Back

The Heart of Marriage

What is the heart of marriage?

From a divorce lawyer’s perspective, as much as marriage is an institution and an arrangement where two individuals work together to build up a family and a nest egg, it is also one which at the heart of it must contain an element of love and desire. It is not a professional or a working relationship, and at the end of the day, if husband and wife decide that they no longer have any desire for each other, this becomes a real problem between them.

Many years back as a young divorce lawyer, whilst dealing with a case where parties had not had any conjugal relationship for 3-4 years, my lady boss baldly stated a fact to me: that in general men needed to have their sexual needs met every few days, and she found it quite suspicious that the husband and wife slept in separate bedrooms and did not have any conjugal relationship for 3-4 years.
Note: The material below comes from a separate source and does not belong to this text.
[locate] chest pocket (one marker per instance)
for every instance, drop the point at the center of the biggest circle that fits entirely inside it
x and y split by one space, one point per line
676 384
We obtained a Private Investigator’s report and found out that the husband was indeed having an affair.

The fact is, generally, when the husband no longer has any desire for the wife, it is not a case of simply “growing old and comfortable”. It may also be a case that the husband has a desire for a third party.
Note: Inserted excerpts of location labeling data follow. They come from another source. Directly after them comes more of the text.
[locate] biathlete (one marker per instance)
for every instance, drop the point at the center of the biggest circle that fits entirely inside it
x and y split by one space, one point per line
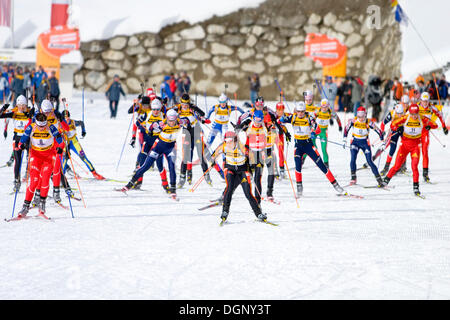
302 125
360 141
46 146
414 125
I may have ruffled a few feathers by saying this. But this is also not always true.

Truth be told, many couples, and especially on the part of the wives grow very comfortable, and in fact too comfortable in a marriage relationship which they believe is “ever after”. The proverbial depiction of a wife becoming dowdy and a nag after marriage, instead of the pretty and charming girl during courtship is true in some cases.

The fact is, one should never take one’s partner for granted. In order to safeguard one’s marriage, one should always try to think of your marriage in terms of a contract. If your husband agrees to buy a certain product for example, and then the product turns out to be different after a while, will he not lose interest in the marriage and say that he had made a mistake, and say that the “scales” have fallen from his eyes, and he now see all the flaws in the wife and problems with the marriage relationship?

I am not simply talking about the physical aspect of a married couple’s “looks”. I am also talking about the way in which one treats one’s spouse. Indeed, there are observations made of how some couples wind up wearing matching cartoon T-shirts, and call each other “Mummy” and “Daddy”. Perhaps we moderns should take a leaf from the marriages of old, in which there is some delineation of the space and the roles of husband and wife, and mutual respect and therefore, not couples fused together as an indiscriminate and indistinguishable pair.

It is alright to grow comfortable in a marriage. Just not too comfortable, like a cinema chair in which one falls asleep. In the words of the author CS Lewis when talking about his brief marriage, “For those few years H. and I feasted on love; every mode of it — solemn and merry, romantic and realistic, sometimes as dramatic as a thunderstorm, sometimes as comfortable and unemphatic as putting on your soft slippers. No cranny of heart or body remained unsatisfied.”

May this description of marriage be true in your marriage or future marriage relationship.